Thursday, November 30, 2023

Under AMLO, nearly 2bn pesos cut from women’s programs

The federal government slashed this year’s funding for programs that benefit women and girls by almost 2 billion pesos, an analysis of the 2019 and 2020 budgets found.

The newspaper El Universal reported that the administration of President López Obrador cut the funding for, or eliminated entirely, 20 programs that support females.

The programs were allocated funding of 2.7 billion pesos in 2019 but were assigned just 835 million pesos – a cut of 1.87 billion pesos (US $97.9 million) or 69% – in the 2020 budget.

Nine of the 20 programs were defunded completely, El Universal said. Among them: an Education Ministry program for inclusive and equitable education, a childcare scheme that benefited mothers who work at the Health Ministry and a federal Attorney General’s Office program that promoted respect for women’s rights.
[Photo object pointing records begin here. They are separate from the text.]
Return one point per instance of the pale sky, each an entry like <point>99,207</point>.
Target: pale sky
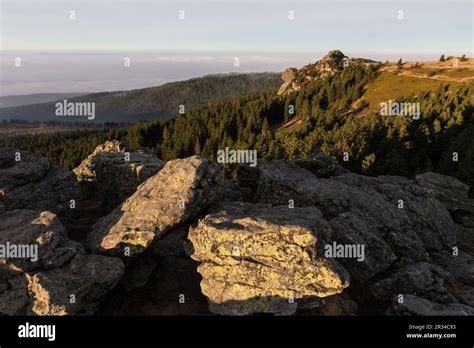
<point>63,54</point>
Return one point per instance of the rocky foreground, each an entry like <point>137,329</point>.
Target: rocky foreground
<point>126,233</point>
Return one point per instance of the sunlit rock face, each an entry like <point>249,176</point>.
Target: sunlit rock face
<point>263,259</point>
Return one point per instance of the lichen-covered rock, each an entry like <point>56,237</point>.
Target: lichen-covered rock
<point>52,275</point>
<point>32,182</point>
<point>171,197</point>
<point>258,258</point>
<point>115,171</point>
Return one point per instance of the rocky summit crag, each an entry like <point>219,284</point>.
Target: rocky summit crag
<point>286,237</point>
<point>331,64</point>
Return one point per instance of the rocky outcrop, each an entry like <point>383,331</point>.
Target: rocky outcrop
<point>176,194</point>
<point>288,236</point>
<point>452,193</point>
<point>414,305</point>
<point>42,272</point>
<point>262,259</point>
<point>32,182</point>
<point>332,63</point>
<point>114,171</point>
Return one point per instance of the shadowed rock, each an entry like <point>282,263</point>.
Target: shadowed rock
<point>32,182</point>
<point>414,305</point>
<point>115,171</point>
<point>174,195</point>
<point>57,280</point>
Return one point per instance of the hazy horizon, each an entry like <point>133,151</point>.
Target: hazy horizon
<point>86,53</point>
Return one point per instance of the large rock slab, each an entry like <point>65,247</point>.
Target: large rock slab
<point>405,215</point>
<point>52,275</point>
<point>262,259</point>
<point>176,194</point>
<point>115,171</point>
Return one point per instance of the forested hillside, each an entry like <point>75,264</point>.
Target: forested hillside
<point>329,114</point>
<point>153,102</point>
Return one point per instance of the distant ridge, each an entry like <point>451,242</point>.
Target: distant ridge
<point>152,102</point>
<point>36,98</point>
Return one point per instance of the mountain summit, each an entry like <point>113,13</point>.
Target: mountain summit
<point>332,63</point>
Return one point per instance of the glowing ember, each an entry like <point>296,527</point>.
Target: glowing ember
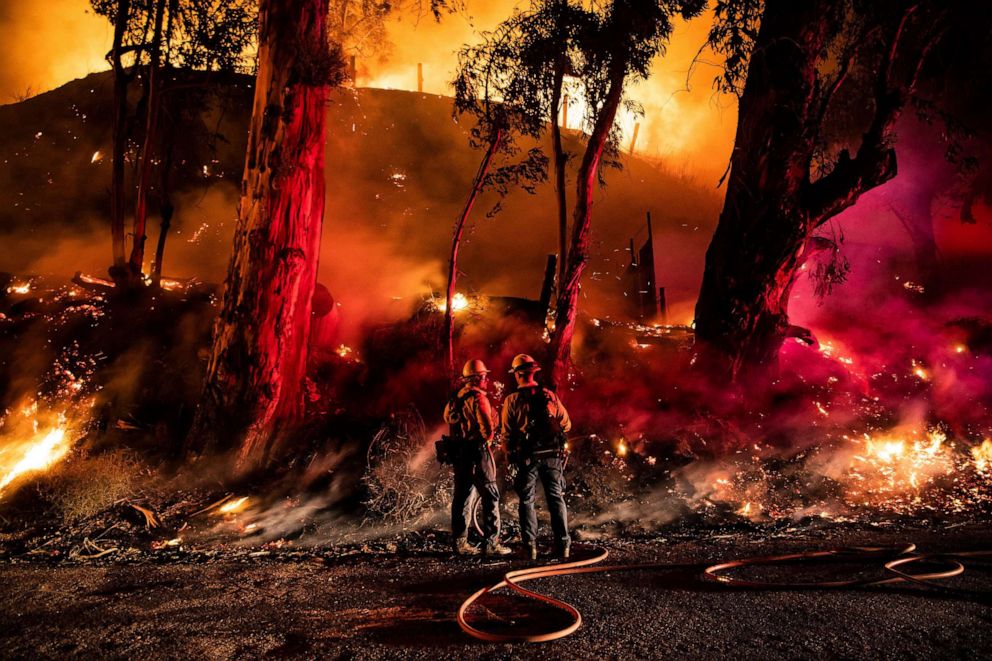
<point>39,455</point>
<point>234,506</point>
<point>894,469</point>
<point>982,455</point>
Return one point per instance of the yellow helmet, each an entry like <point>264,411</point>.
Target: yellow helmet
<point>474,367</point>
<point>523,362</point>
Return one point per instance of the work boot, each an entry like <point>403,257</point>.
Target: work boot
<point>462,547</point>
<point>495,548</point>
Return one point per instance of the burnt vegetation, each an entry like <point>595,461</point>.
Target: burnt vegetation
<point>147,414</point>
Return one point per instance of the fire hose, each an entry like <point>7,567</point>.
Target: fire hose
<point>904,555</point>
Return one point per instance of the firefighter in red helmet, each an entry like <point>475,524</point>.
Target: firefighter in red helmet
<point>534,426</point>
<point>472,429</point>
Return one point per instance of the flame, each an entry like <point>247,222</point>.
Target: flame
<point>39,455</point>
<point>459,302</point>
<point>234,506</point>
<point>982,455</point>
<point>892,470</point>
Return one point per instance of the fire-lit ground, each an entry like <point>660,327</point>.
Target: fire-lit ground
<point>385,602</point>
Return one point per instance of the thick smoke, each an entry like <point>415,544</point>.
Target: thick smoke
<point>45,44</point>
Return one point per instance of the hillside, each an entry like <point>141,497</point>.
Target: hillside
<point>398,170</point>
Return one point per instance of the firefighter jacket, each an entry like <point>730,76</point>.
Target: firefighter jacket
<point>516,416</point>
<point>475,419</point>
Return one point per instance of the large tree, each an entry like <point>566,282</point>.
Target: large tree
<point>617,51</point>
<point>786,180</point>
<point>254,383</point>
<point>151,37</point>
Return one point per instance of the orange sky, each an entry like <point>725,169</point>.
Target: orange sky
<point>43,45</point>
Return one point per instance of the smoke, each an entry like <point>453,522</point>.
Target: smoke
<point>46,44</point>
<point>685,122</point>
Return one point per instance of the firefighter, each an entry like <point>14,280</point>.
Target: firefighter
<point>472,424</point>
<point>534,426</point>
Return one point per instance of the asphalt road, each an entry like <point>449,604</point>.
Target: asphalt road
<point>372,607</point>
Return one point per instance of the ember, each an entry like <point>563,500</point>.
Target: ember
<point>36,455</point>
<point>234,506</point>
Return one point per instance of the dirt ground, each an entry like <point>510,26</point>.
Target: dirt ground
<point>382,606</point>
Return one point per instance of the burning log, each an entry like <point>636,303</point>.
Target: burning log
<point>151,520</point>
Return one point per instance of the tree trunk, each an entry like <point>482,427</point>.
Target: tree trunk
<point>254,381</point>
<point>566,311</point>
<point>449,320</point>
<point>772,208</point>
<point>560,162</point>
<point>147,149</point>
<point>166,207</point>
<point>119,140</point>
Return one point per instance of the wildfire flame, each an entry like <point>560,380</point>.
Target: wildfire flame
<point>459,302</point>
<point>234,506</point>
<point>893,469</point>
<point>38,455</point>
<point>982,454</point>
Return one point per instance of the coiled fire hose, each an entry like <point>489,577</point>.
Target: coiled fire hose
<point>903,555</point>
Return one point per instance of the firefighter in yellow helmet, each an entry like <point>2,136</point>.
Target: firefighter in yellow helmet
<point>534,426</point>
<point>472,429</point>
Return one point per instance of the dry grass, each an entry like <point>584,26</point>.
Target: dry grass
<point>86,485</point>
<point>403,479</point>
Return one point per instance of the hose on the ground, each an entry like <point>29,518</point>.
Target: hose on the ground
<point>901,555</point>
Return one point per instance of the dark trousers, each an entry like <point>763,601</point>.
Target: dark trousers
<point>476,472</point>
<point>551,473</point>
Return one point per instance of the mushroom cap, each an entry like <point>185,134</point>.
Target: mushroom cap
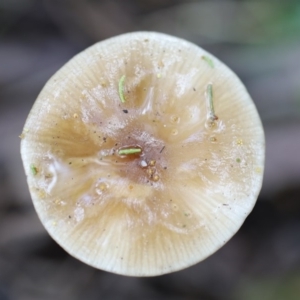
<point>191,186</point>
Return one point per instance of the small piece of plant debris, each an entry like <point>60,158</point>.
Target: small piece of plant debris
<point>129,151</point>
<point>208,61</point>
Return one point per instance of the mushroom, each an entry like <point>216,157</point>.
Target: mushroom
<point>144,154</point>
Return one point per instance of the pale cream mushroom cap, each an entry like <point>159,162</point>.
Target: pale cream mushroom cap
<point>180,199</point>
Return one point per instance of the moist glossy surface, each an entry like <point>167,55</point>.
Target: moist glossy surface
<point>178,200</point>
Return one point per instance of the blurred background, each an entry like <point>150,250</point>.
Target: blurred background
<point>260,41</point>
Among the programs whose funding was cut were a childcare scheme that benefits mothers who work at the Welfare Ministry, an Interior Ministry (Segob) initiative that promotes human rights and gender equality, a Segob scheme that aims to eliminate gender discrimination and a Labor Ministry women’s employment program.
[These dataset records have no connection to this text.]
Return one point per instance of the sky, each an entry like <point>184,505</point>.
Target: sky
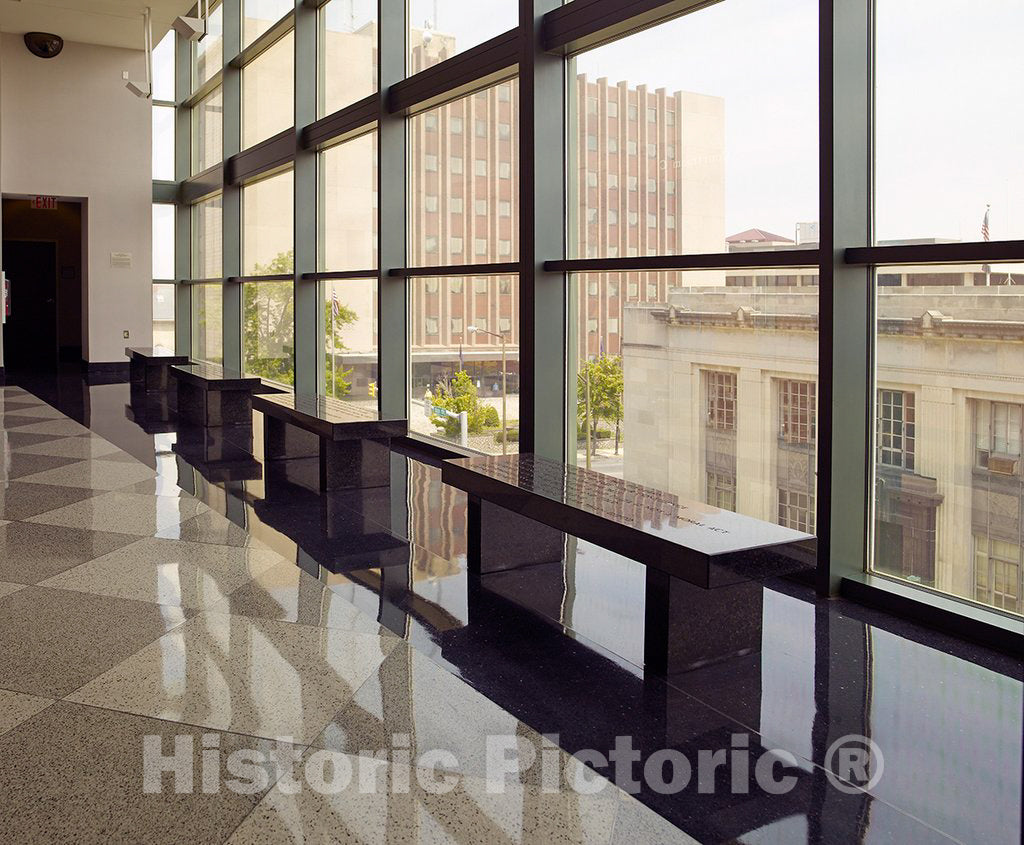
<point>949,103</point>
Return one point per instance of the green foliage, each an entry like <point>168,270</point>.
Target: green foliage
<point>606,387</point>
<point>268,313</point>
<point>460,394</point>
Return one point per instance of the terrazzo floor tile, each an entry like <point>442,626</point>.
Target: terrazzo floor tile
<point>34,410</point>
<point>434,808</point>
<point>93,474</point>
<point>76,773</point>
<point>123,512</point>
<point>31,552</point>
<point>52,641</point>
<point>211,527</point>
<point>168,572</point>
<point>288,594</point>
<point>89,447</point>
<point>64,427</point>
<point>16,707</point>
<point>17,464</point>
<point>459,719</point>
<point>249,676</point>
<point>23,501</point>
<point>13,421</point>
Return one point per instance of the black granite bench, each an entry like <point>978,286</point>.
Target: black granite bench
<point>352,444</point>
<point>211,395</point>
<point>705,566</point>
<point>150,366</point>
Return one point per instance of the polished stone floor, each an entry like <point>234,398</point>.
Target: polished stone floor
<point>154,584</point>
The federal government’s response to women’s needs has come under increased scrutiny since the gruesome deaths earlier this month of a 25-year-old woman who was killed by her partner and the abduction and murder of a 7-year-old girl.
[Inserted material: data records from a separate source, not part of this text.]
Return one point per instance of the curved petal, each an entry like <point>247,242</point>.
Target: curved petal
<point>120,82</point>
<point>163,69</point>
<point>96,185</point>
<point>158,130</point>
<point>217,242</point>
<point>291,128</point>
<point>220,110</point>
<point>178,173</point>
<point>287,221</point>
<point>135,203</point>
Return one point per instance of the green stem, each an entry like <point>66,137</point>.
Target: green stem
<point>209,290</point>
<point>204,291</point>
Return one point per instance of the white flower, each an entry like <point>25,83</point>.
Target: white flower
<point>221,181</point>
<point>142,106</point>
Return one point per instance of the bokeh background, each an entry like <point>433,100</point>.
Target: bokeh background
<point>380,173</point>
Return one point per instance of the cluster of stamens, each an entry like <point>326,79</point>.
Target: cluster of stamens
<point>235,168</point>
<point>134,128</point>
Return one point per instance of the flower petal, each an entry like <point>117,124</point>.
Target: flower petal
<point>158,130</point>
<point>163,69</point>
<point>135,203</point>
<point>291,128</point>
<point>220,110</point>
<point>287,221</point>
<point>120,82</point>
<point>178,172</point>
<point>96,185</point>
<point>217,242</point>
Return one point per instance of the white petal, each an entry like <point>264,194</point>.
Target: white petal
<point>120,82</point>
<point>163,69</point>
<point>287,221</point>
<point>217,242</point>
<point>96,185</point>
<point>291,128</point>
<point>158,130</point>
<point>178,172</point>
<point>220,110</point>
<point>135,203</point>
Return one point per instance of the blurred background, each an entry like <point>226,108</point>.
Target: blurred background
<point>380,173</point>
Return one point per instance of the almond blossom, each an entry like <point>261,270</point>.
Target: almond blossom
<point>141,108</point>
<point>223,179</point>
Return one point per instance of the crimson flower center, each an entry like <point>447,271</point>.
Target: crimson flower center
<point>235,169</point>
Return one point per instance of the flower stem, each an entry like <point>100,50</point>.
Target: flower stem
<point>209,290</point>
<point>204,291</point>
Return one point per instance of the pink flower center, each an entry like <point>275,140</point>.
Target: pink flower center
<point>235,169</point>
Interior Minister Olga Sánchez Cordero admitted Friday that serious action by the government to combat violence against women had “arrived late,” but she said that it is now committed to tackling the problem head on.

A national women’s strike is planned for March 9, the day after International Women’s Day, to protest against the high levels of gender-based violence. Members of the government, including Sánchez, as well as opposition lawmakers, the chief justice of the Supreme Court, state governors and universities have expressed their support for the strike, which could cost the economy tens of billions of pesos.